Atmospheric Sciences & Global Change
Arctic Clouds Get a Reality Check
New scheme for cloud microphysics shows promise for improving climate models
Simulations of cloud liquid water content and ice water content as a function of altitude and time are shown using (top) the climate model with standard cloud microphysics; (middle) the climate model with the modified ice microphysics; and (bottom) the climate model using in situ ice nuclei observations obtained by aircraft via a Continuous Flow Diffusion Chamber. The observations, particularly for cloud ice, show significant differences with respect to cloud temperature and altitude. Enlarged View
Results: In recent decades, the Arctic has been experiencing warming twice as large as the global averages. However, the uncertainty in climate model simulations and future climate projections is much larger in the Arctic than throughout the rest of the globe. In a recent study by PNNL researchers and colleagues at Lawrence Livermore National Laboratory, a new method for representing the microphysics of mixed-phase clouds in model simulations showed significant improvement when compared to actual observations. These improvements will help improve the accuracy of climate models due to more realistic cloud representations and the resulting energy feedbacks. Their study was published in Geophysical Research Letters in December 2007.
Why it matters: Arctic clouds play a central role in Arctic climate feedbacks and the energy balance, but are not well represented in current climate models. This is partially because mixed-phase clouds—composed of both ice and water—are prevalent in the Arctic, but have not been studied to any great detail.
Conventional model methods, or schemes, use temperature to determine how much water in mixed-phase clouds is liquid or ice—liquid in warmer temperatures and ice in colder temperatures. However, this methodology does not reflect recent observational data of Arctic clouds, which show the opposite trend of liquid dominating near the tops of the clouds, which are generally colder, and precipitating ice near the cloud base. These model differences can have large effects on the phase, lifetime, and radiative properties of the clouds.
Methods: The team evaluated a new physically-based mixed-phase cloud microphysics scheme for representing ice nucleation and water vapor deposition using the National Center for Atmospheric Research climate model running in the single column mode and in the CAPT weather forecast mode. Simulations were compared against observations obtained during the Mixed-Phase Arctic Cloud Experiment (M-PACE), conducted in Barrow, Alaska in October 2004.
Results from both model configurations showed that the new cloud microphysical scheme produced more realistic simulations of the cloud phase structure and the partitioning of condensed water into liquid droplets against observations during M-PACE than the standard climate model with an oversimplified cloud microphysics scheme. The standard model significantly underestimated the mixed-phase cloud fraction in the observed boundary layer, but improved considerably when using the new scheme. The new scheme also led to improved simulations of radiative energy at the surface and top of the atmosphere.

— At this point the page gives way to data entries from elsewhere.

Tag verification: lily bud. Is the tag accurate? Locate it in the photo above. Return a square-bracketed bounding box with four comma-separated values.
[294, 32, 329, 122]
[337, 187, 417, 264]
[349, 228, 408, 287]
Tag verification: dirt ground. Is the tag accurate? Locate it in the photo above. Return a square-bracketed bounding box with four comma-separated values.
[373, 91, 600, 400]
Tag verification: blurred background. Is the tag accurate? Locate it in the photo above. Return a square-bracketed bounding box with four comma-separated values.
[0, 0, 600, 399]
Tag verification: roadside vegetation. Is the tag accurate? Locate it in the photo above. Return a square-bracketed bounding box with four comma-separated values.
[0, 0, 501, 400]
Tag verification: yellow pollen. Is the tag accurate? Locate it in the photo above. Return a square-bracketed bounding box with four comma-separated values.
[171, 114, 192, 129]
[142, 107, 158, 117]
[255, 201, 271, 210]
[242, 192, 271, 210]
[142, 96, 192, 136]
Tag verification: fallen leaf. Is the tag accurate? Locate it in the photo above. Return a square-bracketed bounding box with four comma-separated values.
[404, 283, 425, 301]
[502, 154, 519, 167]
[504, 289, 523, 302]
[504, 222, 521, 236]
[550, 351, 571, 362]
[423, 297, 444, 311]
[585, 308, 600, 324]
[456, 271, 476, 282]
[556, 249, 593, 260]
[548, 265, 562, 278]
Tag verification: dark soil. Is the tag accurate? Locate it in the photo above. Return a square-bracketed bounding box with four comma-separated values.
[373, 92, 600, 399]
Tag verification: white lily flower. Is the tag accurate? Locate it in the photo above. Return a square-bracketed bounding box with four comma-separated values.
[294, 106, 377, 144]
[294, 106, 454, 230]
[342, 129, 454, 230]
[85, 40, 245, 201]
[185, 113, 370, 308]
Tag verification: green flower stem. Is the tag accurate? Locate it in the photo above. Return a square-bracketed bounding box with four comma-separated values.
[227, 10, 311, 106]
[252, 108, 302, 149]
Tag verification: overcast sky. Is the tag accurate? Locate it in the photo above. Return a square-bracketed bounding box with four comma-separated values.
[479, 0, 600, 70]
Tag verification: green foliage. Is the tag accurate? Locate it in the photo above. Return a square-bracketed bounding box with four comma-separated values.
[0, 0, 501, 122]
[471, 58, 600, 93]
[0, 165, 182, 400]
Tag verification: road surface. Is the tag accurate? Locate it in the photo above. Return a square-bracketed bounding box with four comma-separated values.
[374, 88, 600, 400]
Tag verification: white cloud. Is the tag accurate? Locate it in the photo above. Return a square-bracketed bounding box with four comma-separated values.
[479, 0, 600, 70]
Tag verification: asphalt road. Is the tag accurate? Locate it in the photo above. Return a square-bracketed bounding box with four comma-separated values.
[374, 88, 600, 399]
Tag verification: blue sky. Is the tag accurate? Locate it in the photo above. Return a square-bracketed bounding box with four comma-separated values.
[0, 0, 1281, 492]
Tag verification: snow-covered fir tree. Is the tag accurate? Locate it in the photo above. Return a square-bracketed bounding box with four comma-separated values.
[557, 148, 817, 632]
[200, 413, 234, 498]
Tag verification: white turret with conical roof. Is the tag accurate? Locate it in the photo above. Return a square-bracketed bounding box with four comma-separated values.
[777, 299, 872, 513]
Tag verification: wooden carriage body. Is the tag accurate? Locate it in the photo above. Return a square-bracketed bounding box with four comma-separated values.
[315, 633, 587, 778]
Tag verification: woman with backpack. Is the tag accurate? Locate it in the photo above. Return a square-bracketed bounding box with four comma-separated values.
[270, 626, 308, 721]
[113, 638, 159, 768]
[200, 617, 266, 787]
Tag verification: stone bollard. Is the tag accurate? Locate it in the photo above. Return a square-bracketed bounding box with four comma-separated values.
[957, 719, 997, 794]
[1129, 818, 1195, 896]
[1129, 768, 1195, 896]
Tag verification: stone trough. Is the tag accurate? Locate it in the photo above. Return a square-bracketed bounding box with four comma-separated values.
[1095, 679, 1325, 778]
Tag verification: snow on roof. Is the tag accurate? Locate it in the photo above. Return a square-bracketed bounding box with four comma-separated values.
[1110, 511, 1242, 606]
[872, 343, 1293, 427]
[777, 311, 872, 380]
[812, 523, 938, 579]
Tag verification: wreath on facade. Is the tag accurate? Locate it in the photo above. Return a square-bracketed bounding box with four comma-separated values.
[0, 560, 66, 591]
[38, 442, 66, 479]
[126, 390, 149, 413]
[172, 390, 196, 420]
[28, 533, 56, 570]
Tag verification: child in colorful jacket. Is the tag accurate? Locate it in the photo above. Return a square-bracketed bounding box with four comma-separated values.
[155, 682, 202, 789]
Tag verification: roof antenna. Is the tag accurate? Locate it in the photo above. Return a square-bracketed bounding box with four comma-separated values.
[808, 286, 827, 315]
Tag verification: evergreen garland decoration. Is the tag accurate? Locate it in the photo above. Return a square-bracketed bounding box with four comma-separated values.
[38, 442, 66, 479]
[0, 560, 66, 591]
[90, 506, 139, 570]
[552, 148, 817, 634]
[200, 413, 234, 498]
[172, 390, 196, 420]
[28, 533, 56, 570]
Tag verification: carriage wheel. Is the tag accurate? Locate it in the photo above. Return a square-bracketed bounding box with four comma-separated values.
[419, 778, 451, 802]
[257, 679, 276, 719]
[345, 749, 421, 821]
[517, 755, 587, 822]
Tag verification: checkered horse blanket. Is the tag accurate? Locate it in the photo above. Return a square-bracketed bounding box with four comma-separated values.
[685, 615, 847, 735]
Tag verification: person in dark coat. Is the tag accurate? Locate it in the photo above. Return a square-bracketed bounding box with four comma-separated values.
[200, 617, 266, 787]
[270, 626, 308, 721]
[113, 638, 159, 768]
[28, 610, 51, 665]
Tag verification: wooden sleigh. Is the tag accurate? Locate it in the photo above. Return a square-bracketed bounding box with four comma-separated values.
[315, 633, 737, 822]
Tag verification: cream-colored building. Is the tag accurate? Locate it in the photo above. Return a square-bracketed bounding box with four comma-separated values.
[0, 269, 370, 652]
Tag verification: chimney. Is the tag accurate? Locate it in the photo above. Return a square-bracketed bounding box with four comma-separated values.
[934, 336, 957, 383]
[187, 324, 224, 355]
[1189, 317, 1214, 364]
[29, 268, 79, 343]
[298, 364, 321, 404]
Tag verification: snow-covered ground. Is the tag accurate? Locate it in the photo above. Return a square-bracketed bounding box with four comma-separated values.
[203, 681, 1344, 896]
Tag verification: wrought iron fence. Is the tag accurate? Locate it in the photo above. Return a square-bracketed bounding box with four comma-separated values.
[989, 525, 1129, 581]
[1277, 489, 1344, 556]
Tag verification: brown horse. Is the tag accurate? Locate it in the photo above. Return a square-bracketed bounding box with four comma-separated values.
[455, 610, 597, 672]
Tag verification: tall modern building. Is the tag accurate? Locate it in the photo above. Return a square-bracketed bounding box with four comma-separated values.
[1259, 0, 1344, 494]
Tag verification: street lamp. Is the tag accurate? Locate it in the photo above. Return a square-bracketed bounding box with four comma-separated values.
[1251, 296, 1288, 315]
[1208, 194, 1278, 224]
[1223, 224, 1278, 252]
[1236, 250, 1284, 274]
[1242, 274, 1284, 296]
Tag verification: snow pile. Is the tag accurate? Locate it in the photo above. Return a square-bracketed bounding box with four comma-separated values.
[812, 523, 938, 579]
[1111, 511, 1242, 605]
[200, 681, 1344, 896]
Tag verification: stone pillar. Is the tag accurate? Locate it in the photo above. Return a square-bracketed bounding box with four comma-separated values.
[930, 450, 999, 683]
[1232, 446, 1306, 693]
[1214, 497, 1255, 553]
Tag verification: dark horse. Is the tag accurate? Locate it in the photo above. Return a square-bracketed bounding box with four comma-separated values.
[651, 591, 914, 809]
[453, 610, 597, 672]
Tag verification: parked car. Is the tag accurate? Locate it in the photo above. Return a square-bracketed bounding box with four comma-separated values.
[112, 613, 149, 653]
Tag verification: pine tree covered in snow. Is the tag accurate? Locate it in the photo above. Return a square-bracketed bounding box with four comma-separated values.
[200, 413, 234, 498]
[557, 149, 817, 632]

What's next: In order to realistically simulate the vertical cloud structure in mixed-phase clouds for large-scale models, explicit treatment of ice formation and liquid conversion to ice via the Bergeron-Findeisen process should be considered. This process is used to describe how ice crystals govern the formation of precipitation in cold clouds of the mid and upper latitudes. Global radiative forcing and climate feedbacks using these methods are also under investigation.
Acknowledgments: The research team included Xiaohong Liu and Steve Ghan from Pacific Northwest National Laboratory, and Shaocheng Xie, Jim Boyle and Steve Klein from Lawrence Livermore National Laboratory. Their research was funded by the DOE Office of Science, Office of Biological and Environmental Research.
References: Liu, X., S. Xie, and S. J. Ghan. 2007. Evaluation of a new mixed-phase cloud microphysics parameterization with the NCAR single column climate model (SCAM) and ARM M-PACE observations, Geophysical Research Letters, 34, L23712, doi:10.1029/2007GL031446.
Xie, S., J. Boyle, S. A. Klein, X. Liu and S. Ghan. 2008. Simulations of Arctic Mixed-Phase Clouds in Forecasts with CAM3 and AM2 for M-PACE, Journal of Geophysical Research D 113(D4):Art. No. D04211.